Scuri Rossana, Mozzachiodi Riccardo, Brunelli Marcello
Department of Physiology and Biochemistry "G. Moruzzi," University of Pisa, 56127 Pisa, Italy.
J Neurophysiol. 2002 Nov;88(5):2490-500. doi: 10.1152/jn.01027.2001.
We identified a new form of activity-dependent modulation of the afterhyperpolarization (AHP) in tactile (T) sensory neurons of the leech Hirudo medicinalis. Repetitive intracellular stimulation with 30 trains of depolarizing impulses at 15-s inter-stimulus interval (ISI) led to an increase of the AHP amplitude (~60% of the control). The enhancement of AHP lasted for >/=15 min.
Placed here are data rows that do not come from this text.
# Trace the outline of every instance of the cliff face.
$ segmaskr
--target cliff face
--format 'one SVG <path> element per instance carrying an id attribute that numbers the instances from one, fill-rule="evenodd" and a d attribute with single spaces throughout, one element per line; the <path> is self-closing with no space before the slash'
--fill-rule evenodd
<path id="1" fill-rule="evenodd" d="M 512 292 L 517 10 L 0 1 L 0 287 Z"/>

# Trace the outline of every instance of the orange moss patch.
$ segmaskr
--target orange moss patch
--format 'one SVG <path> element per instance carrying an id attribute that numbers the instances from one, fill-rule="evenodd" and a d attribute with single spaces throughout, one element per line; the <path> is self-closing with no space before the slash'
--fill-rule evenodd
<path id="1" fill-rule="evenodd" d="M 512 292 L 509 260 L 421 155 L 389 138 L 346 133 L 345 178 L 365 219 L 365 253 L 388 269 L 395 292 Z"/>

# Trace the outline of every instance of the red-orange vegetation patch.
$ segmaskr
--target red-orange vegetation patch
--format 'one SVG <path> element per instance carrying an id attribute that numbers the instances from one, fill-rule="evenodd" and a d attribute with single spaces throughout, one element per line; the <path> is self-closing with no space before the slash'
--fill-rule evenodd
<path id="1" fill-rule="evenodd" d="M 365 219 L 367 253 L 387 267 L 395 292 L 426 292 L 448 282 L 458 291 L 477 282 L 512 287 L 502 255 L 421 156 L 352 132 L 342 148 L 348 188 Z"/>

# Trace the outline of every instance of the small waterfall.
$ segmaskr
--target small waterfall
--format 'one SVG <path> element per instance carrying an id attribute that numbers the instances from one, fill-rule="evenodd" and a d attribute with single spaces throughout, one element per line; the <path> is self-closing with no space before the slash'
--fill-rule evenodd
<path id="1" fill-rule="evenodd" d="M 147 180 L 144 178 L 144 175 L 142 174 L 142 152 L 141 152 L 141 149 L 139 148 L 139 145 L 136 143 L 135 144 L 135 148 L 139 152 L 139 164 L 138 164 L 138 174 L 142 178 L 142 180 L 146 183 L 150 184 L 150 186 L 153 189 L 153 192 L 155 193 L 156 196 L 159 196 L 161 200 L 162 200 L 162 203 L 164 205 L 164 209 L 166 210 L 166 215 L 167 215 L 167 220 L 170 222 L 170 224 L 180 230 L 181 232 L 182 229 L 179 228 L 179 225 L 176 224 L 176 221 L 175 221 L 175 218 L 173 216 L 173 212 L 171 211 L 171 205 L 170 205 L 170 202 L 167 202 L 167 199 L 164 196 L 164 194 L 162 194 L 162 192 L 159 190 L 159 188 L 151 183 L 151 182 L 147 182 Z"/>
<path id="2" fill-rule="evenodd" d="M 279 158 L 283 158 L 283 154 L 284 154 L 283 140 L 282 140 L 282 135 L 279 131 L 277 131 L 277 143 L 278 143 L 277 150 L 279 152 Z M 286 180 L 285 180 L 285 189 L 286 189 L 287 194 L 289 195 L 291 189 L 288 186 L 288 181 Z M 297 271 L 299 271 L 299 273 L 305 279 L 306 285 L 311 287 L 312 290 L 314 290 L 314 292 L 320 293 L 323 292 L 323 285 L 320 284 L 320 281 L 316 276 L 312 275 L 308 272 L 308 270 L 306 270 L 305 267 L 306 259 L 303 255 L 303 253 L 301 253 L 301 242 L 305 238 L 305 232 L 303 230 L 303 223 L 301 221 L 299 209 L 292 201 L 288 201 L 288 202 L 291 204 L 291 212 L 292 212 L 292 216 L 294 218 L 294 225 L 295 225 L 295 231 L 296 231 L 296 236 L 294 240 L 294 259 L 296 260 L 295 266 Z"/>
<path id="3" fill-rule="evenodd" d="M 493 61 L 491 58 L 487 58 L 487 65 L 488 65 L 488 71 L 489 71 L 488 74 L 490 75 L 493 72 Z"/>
The AHP increase was also elicited when a T neuron was activated by repetitive stimulation of its receptive field. The ISI was a critical parameter for the induction and maintenance of AHP enhancement. ISI duration had to fit within a time window with the upper limit of 20 s to make the training effective to induce an enhancement of the AHP amplitude. After recovery from potentiation, AHP amplitude could be enhanced once again by delivering another training session. The increase of AHP amplitude persisted in high Mg(2+) saline, suggesting an intrinsic cellular mechanism for its induction. Previous investigations reported that AHP of leech T neurons was mainly due to the activity of the Na(+)/K(+) ATPase and to a Ca(2+)-dependent K(+) current (I(K/Ca)). In addition, it has been demonstrated that serotonin (5HT) reduces AHP amplitude through the inhibition of the Na(+)/K(+) ATPase. By blocking the I(K/Ca) with pharmacological agents, such as cadmium and apamin, we still observed an increase of the AHP amplitude after repetitive stimulation, whereas 5HT application completely inhibited the AHP increment. These data indicate that the Na(+)/K(+) ATPase is involved in the induction and maintenance of the AHP increase after repetitive stimulation. Moreover, the AHP increase was affected by the level of serotonin in the CNS. Finally, the increase of the AHP amplitude produced a lasting depression of the synaptic connection between two T neurons, suggesting that this activity-dependent phenomenon might be involved in short-term plasticity associated with learning processes.
我们在医用水蛭(Hirudo medicinalis)的触觉(T)感觉神经元中发现了一种新的与活动相关的超极化后电位(AHP)调节形式。以15秒的刺激间隔(ISI)进行30串去极化脉冲的重复细胞内刺激,导致AHP幅度增加(约为对照的60%)。AHP增强持续≥15分钟。当通过重复刺激其感受野激活T神经元时,也会引发AHP增加。ISI是诱导和维持AHP增强的关键参数。ISI持续时间必须在一个上限为20秒的时间窗口内,才能使训练有效地诱导AHP幅度增强。从增强状态恢复后,通过进行另一次训练,AHP幅度可再次增强。AHP幅度的增加在高镁(Mg²⁺)盐溶液中持续存在,表明其诱导存在内在细胞机制。先前的研究报道,水蛭T神经元的AHP主要归因于Na⁺/K⁺ ATP酶的活性以及一种钙依赖性钾电流(I(K/Ca))。此外,已经证明血清素(5HT)通过抑制Na⁺/K⁺ ATP酶来降低AHP幅度。通过用镉和蜂毒素等药物阻断I(K/Ca),我们在重复刺激后仍观察到AHP幅度增加,而应用5HT则完全抑制了AHP的增加。这些数据表明,Na⁺/K⁺ ATP酶参与了重复刺激后AHP增加的诱导和维持。此外,AHP的增加受中枢神经系统中血清素水平的影响。最后,AHP幅度的增加导致两个T神经元之间突触连接的持久抑制,表明这种与活动相关的现象可能参与了与学习过程相关的短期可塑性。